Lennon: Thanks again Kent for sharing this information with me and all the fans of Little House around the world.
Susan McCray, casting director for Little House and close friend to Michael Landon told me that Kent and Mike loved the town and wept as it was destroyed. During and most especially at the conclusion of the day, there wasn't a dry eye on anyone's face, most especially the faces of the two men who loved it the most ... they cried and hugged each other after they got home. Kent and Susan, most of the time, would pick up Mike, drive to location and then bring him home. That day Mike asked if he could come back to the McCray home for a little while and share a toast to a place that would remain in their hearts forever.

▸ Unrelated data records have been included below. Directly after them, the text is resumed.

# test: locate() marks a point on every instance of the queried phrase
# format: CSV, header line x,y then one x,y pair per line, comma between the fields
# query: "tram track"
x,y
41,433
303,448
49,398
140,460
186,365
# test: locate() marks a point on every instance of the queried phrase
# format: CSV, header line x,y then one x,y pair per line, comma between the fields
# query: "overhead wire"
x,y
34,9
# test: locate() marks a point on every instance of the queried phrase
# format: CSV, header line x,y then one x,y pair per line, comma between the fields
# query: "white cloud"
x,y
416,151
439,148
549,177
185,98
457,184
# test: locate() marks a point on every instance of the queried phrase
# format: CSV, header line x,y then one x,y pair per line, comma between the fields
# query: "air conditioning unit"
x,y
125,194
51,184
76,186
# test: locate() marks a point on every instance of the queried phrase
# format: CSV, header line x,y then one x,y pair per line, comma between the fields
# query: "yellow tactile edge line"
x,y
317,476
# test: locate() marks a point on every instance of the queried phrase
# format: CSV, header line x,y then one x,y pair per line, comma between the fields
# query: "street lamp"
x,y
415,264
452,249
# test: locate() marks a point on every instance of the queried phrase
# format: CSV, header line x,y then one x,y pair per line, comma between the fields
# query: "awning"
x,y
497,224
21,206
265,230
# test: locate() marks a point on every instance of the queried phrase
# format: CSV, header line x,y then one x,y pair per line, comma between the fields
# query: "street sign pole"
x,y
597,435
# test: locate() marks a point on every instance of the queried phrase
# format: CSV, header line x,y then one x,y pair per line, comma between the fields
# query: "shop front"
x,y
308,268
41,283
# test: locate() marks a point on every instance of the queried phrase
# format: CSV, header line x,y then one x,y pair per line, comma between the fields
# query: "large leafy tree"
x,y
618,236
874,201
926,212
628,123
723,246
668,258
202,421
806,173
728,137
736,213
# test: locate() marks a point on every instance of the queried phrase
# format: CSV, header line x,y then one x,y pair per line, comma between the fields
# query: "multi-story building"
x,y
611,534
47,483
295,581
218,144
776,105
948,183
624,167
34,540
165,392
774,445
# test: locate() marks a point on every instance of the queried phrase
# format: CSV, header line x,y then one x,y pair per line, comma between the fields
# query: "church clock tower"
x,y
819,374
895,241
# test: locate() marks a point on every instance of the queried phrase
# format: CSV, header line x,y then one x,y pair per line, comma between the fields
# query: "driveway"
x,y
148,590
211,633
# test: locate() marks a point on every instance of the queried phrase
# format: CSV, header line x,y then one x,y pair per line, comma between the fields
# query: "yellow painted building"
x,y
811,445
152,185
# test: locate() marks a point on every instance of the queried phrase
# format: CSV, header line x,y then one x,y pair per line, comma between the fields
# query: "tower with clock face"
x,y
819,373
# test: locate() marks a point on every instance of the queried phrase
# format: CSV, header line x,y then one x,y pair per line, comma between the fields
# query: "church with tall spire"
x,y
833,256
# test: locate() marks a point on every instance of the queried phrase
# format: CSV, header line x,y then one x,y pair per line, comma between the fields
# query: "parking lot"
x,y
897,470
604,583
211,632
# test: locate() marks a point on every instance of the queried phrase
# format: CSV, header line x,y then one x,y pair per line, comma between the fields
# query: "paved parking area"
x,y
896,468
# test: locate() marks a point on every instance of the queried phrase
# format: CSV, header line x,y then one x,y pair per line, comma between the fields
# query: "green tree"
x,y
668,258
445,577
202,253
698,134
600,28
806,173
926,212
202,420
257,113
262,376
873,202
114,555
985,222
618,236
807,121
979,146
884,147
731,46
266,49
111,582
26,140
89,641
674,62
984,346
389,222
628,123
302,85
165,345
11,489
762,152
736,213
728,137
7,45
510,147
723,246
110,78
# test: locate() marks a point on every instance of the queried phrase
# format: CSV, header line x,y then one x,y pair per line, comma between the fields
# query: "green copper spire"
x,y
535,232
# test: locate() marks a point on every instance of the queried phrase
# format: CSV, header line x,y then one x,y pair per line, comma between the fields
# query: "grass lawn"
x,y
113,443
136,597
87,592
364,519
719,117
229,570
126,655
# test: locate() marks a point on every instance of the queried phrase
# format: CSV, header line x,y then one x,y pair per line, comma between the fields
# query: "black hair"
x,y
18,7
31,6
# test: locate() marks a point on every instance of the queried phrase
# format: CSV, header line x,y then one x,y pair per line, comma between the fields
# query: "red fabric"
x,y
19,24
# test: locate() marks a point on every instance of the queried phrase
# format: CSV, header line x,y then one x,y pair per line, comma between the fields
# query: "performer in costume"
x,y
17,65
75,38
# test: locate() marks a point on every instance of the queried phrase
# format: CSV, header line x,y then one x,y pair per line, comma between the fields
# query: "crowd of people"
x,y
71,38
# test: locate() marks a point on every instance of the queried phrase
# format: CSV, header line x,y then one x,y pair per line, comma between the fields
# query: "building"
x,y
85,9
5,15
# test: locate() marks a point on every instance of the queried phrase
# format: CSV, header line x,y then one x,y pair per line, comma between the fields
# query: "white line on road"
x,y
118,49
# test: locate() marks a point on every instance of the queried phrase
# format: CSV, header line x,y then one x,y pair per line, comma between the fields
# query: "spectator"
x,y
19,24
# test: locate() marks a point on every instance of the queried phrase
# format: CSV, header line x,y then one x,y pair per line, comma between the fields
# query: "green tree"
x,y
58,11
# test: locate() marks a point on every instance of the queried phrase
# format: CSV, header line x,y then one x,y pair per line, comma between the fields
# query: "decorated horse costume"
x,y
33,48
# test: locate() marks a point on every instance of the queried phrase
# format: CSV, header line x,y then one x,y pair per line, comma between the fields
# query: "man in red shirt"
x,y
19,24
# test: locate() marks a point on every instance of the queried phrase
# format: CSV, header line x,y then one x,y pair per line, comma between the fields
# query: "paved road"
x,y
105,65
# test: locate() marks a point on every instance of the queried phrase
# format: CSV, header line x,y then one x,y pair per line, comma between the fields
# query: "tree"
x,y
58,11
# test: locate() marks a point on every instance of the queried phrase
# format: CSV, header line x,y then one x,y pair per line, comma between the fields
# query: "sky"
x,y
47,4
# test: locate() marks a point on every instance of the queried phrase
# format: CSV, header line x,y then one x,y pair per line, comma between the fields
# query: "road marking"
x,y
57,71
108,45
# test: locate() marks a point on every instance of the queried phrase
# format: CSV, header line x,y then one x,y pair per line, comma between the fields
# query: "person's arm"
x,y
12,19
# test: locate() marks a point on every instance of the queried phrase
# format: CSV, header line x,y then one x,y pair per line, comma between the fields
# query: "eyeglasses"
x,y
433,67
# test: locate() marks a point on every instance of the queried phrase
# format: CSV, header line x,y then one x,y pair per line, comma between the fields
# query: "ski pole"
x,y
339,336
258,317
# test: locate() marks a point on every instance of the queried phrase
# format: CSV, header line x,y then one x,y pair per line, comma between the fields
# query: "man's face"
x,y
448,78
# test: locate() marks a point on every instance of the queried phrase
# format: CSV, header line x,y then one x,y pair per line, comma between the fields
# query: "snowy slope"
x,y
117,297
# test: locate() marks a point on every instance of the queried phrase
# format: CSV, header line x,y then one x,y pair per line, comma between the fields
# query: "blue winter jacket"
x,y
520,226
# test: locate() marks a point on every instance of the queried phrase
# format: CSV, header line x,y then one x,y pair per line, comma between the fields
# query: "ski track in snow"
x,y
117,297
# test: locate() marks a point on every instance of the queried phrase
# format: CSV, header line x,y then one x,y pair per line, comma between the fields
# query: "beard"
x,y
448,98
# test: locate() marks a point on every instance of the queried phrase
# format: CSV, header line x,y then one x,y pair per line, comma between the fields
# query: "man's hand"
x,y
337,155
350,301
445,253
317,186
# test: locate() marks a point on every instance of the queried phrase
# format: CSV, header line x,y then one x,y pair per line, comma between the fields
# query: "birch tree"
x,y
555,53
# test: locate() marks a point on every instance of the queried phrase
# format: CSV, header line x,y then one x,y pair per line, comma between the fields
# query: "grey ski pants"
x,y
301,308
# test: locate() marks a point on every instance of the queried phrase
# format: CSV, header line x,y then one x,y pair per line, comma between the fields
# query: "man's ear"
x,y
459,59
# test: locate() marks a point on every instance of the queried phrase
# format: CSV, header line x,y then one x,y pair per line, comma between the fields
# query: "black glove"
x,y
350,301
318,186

I also asked if anybody kept any items after the explosion or any memorabilia and was told by Susan that nothing but wood sticks were left after the explosions, but Susan saved and treasures the little figurine that was on the Little House mantle. Kent bought all the props and wardrobe pieces from the show after they wrapped. All were housed in a large warehouse at the western location "Old Tucson", in Tucson, AZ where they had filmed numerous shows. One morning Kent and Susan were awakened with the tragic, heartbreaking news that there was a major fire at Old Tucson and all was destroyed. Melissa Gilbert saved her wardrobe dress and had it beautifully framed. It hangs proudly on a wall in Melissa's living room.